The Configurable Cloud architecture isn't simply theory; Microsoft claims it's running such a setup right now in its own production datacenters to deliver search results faster -- and to pave the way toward speeding up other kinds of operations at scale.
The paper, entitled "A Cloud-Scale Acceleration Architecture," was written for the 49th Annual IEEE/ACM International Symposium on Microarchitecture held this week in Taipei. It details how Microsoft had been using FPGAs in its datacenters as a "compute or network accelerator" system.
The newest iteration of the idea, detailed in the paper, places FPGAs in line with the networking hardware -- what Microsoft calls a "bump in the wire" arrangement. Each FPGA can talk directly to every other FPGA in the datacenter, so the FPGAs become a flexible resource pool that can be partitioned as needed for different jobs. This change also means FPGAs aren't tied to working with any one specific node or CPU, as was the case in Microsoft's earlier implementation of the idea.
Microsoft detailed two major ways the Configurable Cloud architecture can be used for greater speed. One is compute acceleration, where the FPGAs help offload certain kinds of computations from CPUs. Microsoft's main example was speeding up Bing searches by moving some of the most expensive work off the CPU and into the FPGA. Another speedup came in the form of accelerating network functions by offloading the encryption and decryption of network data onto the FPGAs.
FPGAs of the datacenter, unite!
The most ambitious idea Microsoft has in mind for Configurable Cloud involves using this mesh of FPGAs as an elastic compute resource.

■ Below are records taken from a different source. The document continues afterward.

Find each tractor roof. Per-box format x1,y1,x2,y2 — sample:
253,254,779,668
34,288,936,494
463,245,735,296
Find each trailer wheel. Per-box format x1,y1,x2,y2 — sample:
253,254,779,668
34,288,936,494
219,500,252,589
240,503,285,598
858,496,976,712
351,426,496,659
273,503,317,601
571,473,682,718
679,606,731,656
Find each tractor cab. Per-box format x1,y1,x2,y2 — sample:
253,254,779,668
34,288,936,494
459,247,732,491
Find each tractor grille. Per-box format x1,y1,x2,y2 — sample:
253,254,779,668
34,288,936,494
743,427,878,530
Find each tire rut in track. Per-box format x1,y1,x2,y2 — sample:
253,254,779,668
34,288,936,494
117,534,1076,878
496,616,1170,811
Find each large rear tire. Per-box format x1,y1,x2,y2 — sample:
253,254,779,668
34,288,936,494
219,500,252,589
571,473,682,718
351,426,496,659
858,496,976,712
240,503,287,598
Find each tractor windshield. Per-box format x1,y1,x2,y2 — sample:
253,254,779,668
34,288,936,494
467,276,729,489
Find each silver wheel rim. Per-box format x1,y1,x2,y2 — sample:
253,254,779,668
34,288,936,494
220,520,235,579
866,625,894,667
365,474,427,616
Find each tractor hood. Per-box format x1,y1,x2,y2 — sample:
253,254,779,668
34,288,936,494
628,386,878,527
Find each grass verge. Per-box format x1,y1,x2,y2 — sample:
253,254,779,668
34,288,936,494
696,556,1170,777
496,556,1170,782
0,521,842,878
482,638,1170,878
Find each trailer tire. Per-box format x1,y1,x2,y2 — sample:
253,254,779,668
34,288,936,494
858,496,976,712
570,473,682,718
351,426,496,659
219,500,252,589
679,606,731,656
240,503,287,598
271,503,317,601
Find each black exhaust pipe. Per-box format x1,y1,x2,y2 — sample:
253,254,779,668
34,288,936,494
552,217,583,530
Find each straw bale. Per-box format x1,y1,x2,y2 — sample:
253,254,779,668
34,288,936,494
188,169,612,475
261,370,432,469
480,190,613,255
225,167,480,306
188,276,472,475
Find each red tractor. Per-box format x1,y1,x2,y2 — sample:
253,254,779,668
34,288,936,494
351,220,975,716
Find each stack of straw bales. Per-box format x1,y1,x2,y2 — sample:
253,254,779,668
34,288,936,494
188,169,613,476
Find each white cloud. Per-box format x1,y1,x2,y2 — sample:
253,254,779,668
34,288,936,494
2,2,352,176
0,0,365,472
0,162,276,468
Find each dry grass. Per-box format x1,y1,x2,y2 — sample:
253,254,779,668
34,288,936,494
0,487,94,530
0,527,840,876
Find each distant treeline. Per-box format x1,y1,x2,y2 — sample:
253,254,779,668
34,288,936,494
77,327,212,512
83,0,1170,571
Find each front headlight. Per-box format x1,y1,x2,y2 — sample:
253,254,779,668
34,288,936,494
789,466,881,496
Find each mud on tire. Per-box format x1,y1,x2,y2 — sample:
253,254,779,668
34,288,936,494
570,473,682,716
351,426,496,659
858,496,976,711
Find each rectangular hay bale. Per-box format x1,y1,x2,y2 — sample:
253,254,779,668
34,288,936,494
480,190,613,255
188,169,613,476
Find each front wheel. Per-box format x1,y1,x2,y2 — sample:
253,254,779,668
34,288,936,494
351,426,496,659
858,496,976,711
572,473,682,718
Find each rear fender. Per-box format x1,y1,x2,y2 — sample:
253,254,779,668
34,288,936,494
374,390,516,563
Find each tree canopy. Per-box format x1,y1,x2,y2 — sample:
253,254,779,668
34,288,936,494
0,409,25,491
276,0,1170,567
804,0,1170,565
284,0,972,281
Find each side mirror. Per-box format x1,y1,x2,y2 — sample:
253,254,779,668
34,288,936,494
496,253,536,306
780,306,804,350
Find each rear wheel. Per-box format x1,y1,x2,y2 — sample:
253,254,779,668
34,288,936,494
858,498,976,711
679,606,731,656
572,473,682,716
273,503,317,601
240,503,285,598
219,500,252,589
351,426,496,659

Most of the discussion in the paper entails how Microsoft stitched together such a mesh -- for instance, by creating its own networking protocol with extremely low round-trip latency and by using specialized crossbar-routing hardware devised to connect multiple FPGAs.
Microsoft also dropped hints at what else might be possible with an FPGA mesh network -- what the company calls a hardware-as-a-service (HaaS) platform, which "manages FPGAs in a manner similar to Yarn and other job schedulers."
Most distributed computations could be performed with such a setup, but one that comes readily to mind is machine learning applications -- not only because many of these applications can be easily partitioned across multiple nodes, but because certain portions of those problems can be accelerated directly on FPGAs.
Microsoft further notes in the paper that its FPGA setup has some advantages over GPUs (among other kinds of hardware) for offloading work. The biggest is that GPUs can't really be linked in a mesh that's independent of the CPUs they're paired with. GPUs can talk to each other by way of technologies like NVLink, but those only enable GPU-to-GPU communication on the same box, not a mesh that spans multiple nodes.
Machine learning? Maybe later
As promising as Configurable Cloud sounds as a way to perform high-speed distributed work, don't expect FPGA-powered machine learning to catch on quickly.
For one thing, the vast majority of machine learning still gets its biggest boost from GPU acceleration, thanks to the huge amount of industry support for GPUs in that line of work. FPGAs are still far more difficult to program for such applications, and new generations of GPUs specifically tailored to accelerate machine learning tasks are already showing up in the marketplace.
That said, the rising interest in turning FPGAs into first-class citizens in datacenters could change that. Intel, for instance, has started experimenting with fusing FPGAs and conventional processors.
The biggest takeaway from Microsoft's vision of an FPGA datacenter mesh is that it's intended to be a complementary technology -- not only for conventional datacenter technologies, but for other acceleration methods. GPUs and FPGAs could work side-by-side, each contributing their own kind of speedups.
One possible goal is to provide a consistent option to program all the elements that could be woven into such a fabric -- and make it something that could work outside of Microsoft's datacenters.